L’installation Impressions que je propose au public Limousin est le fruit des quatre mois passés à Limoges, Paris et en Belgique. Cela fait 20 ans que je travaille le volume, cela fait plus de 20 ans que je dessine…En ce moment et pour cette exposition, le volume fait place à la planéité, quelle soit au mur ou au sol. L’ installation épouse le volume du lieu en évitant l’accrochage qui rappelle le tableau de chevalet. Pour cela j’ai volontairement investi les différents coins et recoins que compte les deux salles de ce lieu atypique.

G.L. Le mur revient sans cesse dans ton œuvre.

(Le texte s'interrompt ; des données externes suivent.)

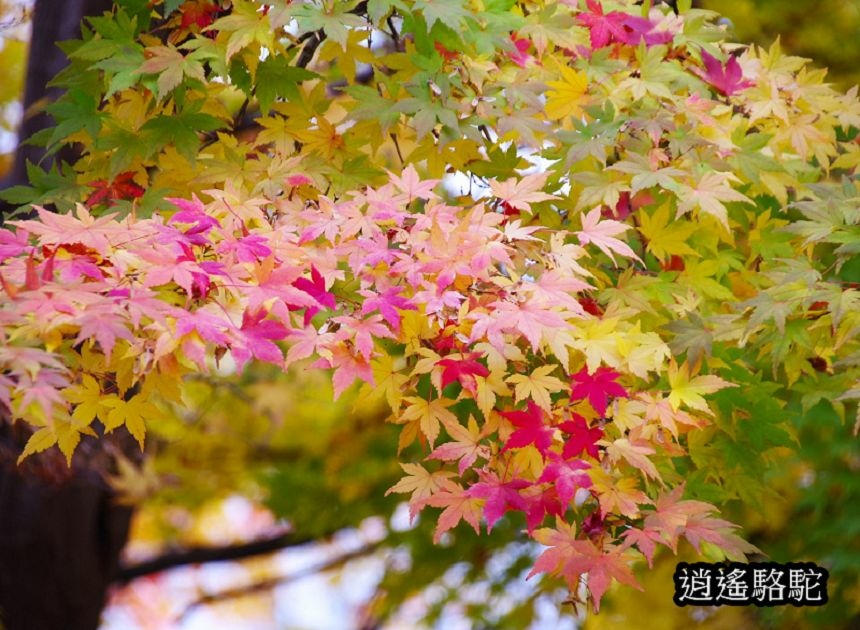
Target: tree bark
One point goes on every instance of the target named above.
(61, 534)
(60, 531)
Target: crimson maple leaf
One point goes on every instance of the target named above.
(567, 475)
(726, 80)
(463, 370)
(582, 437)
(531, 429)
(597, 387)
(620, 27)
(541, 504)
(123, 186)
(501, 496)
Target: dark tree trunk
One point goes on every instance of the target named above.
(53, 21)
(60, 531)
(61, 534)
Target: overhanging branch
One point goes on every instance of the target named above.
(202, 555)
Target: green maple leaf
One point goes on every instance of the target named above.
(276, 77)
(180, 131)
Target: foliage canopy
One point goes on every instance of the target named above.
(597, 261)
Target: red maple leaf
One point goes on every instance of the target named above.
(543, 503)
(123, 186)
(567, 475)
(257, 335)
(582, 437)
(620, 27)
(200, 13)
(597, 387)
(463, 370)
(531, 429)
(726, 79)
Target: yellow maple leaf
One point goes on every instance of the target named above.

Mur de briques, mur de verres à thé, rideau de bougies et maintenant mur d’images. Avec, à chaque fois, un jeu entre transparence et opacité. Qu’en est-il de la transparence-opacité des images ?

F.L. Tout d’abord je dois préciser que tous les élèments-objets, que j’emploie ou que j’ai employés, sont choisis, certes, pour leurs matières, leurs formes mais aussi pour la mémoire collective qu’ils réactivent. Oui, la réflexion, le " sens ", a une grande importance dans mon travail, mais pas plus que la recherche d’une qualité " poétique " liée à l’agencement des éléments-objets.
Pour ce qui est de la transparence-opacité des images choisies pour cette exposition, je considère qu’elles sont contenues en elles-mêmes. Par exemple, chaque image semble autonome comme des images d’Épinal ou des cartes postales, mais en fait, il s’agit de poster cartonné sur lequel sont imprimées treize images différentes, dont les quatre choisies. Dans mon enfance, on le voyait souvent accroché sur le mur des barbiers, pas loin du portrait du roi.
On l’achetait facilement chez l’herboriste. Aujourd’hui il est remplacer par des tableaux de calligraphies liées au Coran et autres citations du prophète. Toutes les images sont légendées, il s’agit donc d’illustrations qui pourraient rappeler les images pieuses des Catholiques (les peaux sont roses…), mais aussi les miniatures persanes ( en très rudimentaires) ou encore Andy Warhol dont elles sont contemporaines! D’ailleurs, nous n’en connaissons ni l’origine exacte, ni l’auteur…
Martil, Maroc, août 2003.

GUY LIMONE est artiste. Né en 1959, étudie les beaux-arts à Lyon, Aix-en-Provence et Paris. Vit et travaille à Marseille. Depuis 1992, expositions régulières à la Galerie Emmanuel Perrotin, Paris, également au Maroc, au Japon et, en 1999, aux centers d’art contemporain de Castres et de Saint-Priest (avec Faouzi Laatiris).